In-Source Charge Reduction Enhances Top-Down Characterization of Denatured Proteins

Importance of the Topic

Denatured proteins typically provide enhanced sequence coverage in top-down mass spectrometry, but their broad charge state distributions reduce precursor ion abundance and lead to congested fragmentation spectra. Controlling charge states without compromising structure is crucial to improve signal quality and analytical throughput in structural proteomics.

Objectives and Study Overview

This study aims to assess in-source chemical charge reduction for denatured proteins to achieve native-like charge distributions. By modulating proton transfer in the electrospray source, the approach seeks to improve top-down fragmentation quality and sequence coverage without using nonvolatile buffers.

Methodology

Protein samples (ubiquitin, carbonic anhydrase, bovine serum albumin, Intact Protein Standard Mix) were prepared in denaturing (15% acetonitrile, 0.1% formic acid) and native (100 mM ammonium acetate) conditions. In-source charge reduction was performed by infusing dimethylaminopropylamine via a second nebulizer of a dual-spray electrospray source, adjusting flow rates to control charge states.

Used Instrumentation

• Agilent 1290 Infinity II Bio LC system with PLRP-S column
• Agilent 6545XT AdvanceBio LC/Q-TOF with ExD cell
• Agilent 6560 Ion Mobility LC/Q-TOF with drift tube (nitrogen)

Results and Discussion

• In-source charge reduction successfully narrowed MS1 and MS2 spectra, producing native-like charge states with high ionization efficiency in both direct infusion and denaturing chromatography.
• Top-down ECD of carbonic anhydrase precursors (16+, 22+, 29+) yielded comparable sequence coverage; lower charge states improved signal-to-noise and IonScores. Integrating results from all three charge states increased total coverage to 78%.
• Ion mobility measurements showed charge-reduced precursors retained elongated structures (e.g., CA 20+ CCS ~5973 Å2 vs 5171 Å2 without base; BSA 25+ similarly extended). Extended conformers persisted over time, with larger proteins more stable.
• Comparison to native-like and maximally unfolded structures via CIU indicated that charge-reduced ions adopt conformations akin to collision-induced unfolded states.

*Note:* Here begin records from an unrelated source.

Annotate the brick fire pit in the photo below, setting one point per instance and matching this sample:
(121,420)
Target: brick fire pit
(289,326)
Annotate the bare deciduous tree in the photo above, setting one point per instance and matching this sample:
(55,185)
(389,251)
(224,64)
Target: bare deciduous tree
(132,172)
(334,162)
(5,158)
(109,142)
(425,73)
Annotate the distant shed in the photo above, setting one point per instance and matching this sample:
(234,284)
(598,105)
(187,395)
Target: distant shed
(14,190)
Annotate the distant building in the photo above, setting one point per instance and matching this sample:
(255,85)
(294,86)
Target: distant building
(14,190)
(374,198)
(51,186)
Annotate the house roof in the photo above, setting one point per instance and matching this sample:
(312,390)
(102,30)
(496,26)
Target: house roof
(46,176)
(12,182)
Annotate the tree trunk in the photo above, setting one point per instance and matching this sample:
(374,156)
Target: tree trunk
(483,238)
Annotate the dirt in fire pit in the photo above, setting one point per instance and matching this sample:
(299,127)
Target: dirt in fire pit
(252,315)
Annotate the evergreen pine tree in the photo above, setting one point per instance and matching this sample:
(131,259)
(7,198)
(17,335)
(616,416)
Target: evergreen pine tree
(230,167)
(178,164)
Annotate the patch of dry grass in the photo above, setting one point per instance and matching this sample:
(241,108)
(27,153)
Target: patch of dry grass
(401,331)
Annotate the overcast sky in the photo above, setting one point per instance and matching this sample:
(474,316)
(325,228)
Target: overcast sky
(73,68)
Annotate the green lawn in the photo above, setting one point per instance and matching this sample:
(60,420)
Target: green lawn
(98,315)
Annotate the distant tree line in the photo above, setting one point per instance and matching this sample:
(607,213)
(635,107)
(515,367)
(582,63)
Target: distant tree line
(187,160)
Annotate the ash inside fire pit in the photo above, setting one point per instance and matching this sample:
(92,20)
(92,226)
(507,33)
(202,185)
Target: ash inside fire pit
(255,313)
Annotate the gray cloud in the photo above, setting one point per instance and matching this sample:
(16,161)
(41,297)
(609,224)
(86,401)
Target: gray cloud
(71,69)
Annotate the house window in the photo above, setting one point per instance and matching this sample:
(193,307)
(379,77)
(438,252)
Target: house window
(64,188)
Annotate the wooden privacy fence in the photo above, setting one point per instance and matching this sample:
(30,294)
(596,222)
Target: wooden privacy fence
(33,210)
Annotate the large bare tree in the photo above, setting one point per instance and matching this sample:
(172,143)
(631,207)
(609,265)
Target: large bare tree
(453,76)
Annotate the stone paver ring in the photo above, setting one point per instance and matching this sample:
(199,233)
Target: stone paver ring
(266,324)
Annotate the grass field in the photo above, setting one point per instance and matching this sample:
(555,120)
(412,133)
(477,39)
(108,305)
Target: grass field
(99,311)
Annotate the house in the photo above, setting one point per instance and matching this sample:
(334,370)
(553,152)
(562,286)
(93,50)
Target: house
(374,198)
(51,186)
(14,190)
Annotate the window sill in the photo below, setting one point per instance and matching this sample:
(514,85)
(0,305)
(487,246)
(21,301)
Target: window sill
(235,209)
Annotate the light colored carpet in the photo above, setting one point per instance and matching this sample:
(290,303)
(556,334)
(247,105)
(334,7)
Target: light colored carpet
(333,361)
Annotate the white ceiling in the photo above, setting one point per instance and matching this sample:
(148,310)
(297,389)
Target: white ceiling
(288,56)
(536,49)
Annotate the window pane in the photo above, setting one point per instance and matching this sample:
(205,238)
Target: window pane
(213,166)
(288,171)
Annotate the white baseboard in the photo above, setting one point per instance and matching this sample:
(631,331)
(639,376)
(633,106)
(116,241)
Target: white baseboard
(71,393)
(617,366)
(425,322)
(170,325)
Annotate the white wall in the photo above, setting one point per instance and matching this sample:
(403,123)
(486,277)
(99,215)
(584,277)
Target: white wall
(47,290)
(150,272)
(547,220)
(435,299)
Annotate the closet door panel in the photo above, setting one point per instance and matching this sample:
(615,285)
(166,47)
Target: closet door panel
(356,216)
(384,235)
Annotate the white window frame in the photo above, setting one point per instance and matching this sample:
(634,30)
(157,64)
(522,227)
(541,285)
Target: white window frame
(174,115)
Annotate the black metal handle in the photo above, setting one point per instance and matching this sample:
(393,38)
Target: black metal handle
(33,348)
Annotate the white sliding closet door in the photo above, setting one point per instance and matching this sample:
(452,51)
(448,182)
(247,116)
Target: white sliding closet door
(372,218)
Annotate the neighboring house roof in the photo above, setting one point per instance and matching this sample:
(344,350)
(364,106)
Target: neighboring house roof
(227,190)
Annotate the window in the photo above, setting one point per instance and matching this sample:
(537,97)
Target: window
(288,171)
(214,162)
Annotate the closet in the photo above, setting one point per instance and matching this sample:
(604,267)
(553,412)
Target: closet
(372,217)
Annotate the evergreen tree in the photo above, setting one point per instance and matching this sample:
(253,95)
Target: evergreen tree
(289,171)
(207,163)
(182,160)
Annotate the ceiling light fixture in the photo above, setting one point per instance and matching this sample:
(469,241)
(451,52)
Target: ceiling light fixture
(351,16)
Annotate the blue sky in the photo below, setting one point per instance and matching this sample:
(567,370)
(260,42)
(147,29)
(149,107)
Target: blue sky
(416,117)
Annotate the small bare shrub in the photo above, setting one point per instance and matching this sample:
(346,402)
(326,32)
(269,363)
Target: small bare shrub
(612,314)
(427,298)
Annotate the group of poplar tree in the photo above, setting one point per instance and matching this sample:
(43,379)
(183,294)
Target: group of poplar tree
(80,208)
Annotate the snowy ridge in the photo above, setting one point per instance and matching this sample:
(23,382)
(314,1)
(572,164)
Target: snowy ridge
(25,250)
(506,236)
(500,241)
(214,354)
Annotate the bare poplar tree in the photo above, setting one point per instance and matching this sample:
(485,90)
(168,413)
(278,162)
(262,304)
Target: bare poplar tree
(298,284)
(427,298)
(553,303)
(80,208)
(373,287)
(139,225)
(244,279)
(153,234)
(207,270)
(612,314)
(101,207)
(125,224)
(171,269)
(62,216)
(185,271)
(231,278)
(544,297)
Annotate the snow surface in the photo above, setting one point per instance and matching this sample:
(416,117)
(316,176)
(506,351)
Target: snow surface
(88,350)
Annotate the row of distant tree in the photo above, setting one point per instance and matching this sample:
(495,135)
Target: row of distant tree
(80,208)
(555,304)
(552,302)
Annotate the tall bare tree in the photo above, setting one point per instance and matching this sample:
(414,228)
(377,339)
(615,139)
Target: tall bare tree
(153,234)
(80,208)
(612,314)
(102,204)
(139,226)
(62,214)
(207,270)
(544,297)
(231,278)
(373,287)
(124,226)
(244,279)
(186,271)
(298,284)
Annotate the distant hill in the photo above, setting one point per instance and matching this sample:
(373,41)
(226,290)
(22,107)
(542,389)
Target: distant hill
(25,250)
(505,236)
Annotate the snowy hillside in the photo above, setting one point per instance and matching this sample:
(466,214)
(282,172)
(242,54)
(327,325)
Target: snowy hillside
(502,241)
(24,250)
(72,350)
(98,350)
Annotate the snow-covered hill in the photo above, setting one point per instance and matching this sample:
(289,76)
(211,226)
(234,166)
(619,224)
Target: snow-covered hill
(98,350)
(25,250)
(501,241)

Benefits and Practical Applications

In-source charge reduction offers:

• Enhanced control over protein ion charge states without nonvolatile buffers
• Reduced spectral congestion and improved fragmentation quality
• Compatibility with both infusion and chromatographic workflows
• Improved top-down sequence coverage by combining multiple charge states

Future Trends and Potential Applications

This approach could be extended to large proteoforms and protein complexes, integrating with alternative activation methods and high-resolution mobility separations. Automation of charge modulation may enable robust quantification and structural studies in biopharmaceutical characterization and structural proteomics.

Conclusion

In-source chemical charge reduction provides a versatile strategy to refine charge distributions of denatured proteins, yielding cleaner spectra and improved sequence coverage in top-down MS. The retention of extended conformations suggests minimal structural perturbation, supporting its application in advanced proteomic analyses.

References

1. Ugrin SA, English AM, Syka JEP, et al. Ion–Ion Proton Transfer and Parallel Ion Parking for Intact Proteins on a Modified Orbitrap. J Am Soc Mass Spectrom. 2019;30:2163–2173.
2. Lieu LB, Hinkle JD, Syka JEP, Fornelli L. Leveraging Ion–Ion and Ion–Photon Activation to Sequence Proteins with Multiple Disulfide Bonds. J Am Soc Mass Spectrom. 2024;35(12):3265–3273.